Brooks Kolb

Brooks Kolb is a Seattle writer, artist, and a landscape architect.

On America’s Celebrity Culture

Date: December 17, 2022

Not a day goes by that I don’t ask the question, does my life have value given that I’m not a celebrity?  Of course, this absurd thought runs counter to the Buddhist philosophy with which I’ve been priming myself:  I am a sentient being connected to all other sentient beings.  As their equal, I am not special, nor are any of my fellow beings more special than I.  Moreover, I console myself with a Socratic counter question:  would I really be any happier, were I to open my door to a crush of paparazzi?   All of us who are not celebrities congratulate ourselves that, as my husband put it, we don’t have to apply makeup, lipstick, and Dior couture every time we exit the house.  Nevertheless, my existential question hangs in the air, a daily pang of anxiety, a tiny hint of failure. 

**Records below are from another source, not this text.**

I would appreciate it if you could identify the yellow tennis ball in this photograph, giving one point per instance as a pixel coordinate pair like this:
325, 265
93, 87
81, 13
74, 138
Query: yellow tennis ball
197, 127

Why should it be so?  John Waters answered it when, interviewed by Terri Gross on “Fresh Air,” he stated unequivocally that every American secretly desires to be a TV star.  Give each of us, at a minimum, our fifteen minutes of fame.  But even his observation doesn’t fully explain why I can’t shake the nagging suspicion that my life would be more valuable if I was at least quoted in “The New Yorker.”  However, I can pose my own partial answer.  In a word, it is bombardment.  We are bombarded every moment by the latest deeds and misdeeds of all the celebrities, who are in a sense an extension of our own families.  After all, they are in my living room every evening (yes, I admit that I watch “Entertainment Tonight.”)  That means I clock in more time with them than I do with my friends and relatives!  Was or was not Meghan Markle mistreated by the Royal Family?  That is the biggest question of the day, and quite frankly it outranks the more personal question of whether or not I will finish my Christmas shopping on time.

Is there hope for me, or am I doomed always to feel inferior to celebrities?  In economic terms, we speak of “the one percent” (Elon Musk, etc.) and “the ninety-nine percent” (you and me.)  Along those lines, celebrities are perhaps the top ten percent, and we the bottom ninety.  Every day I reassure myself that I have value as a member of the ninety-percentile, yet a little shard of doubt persists.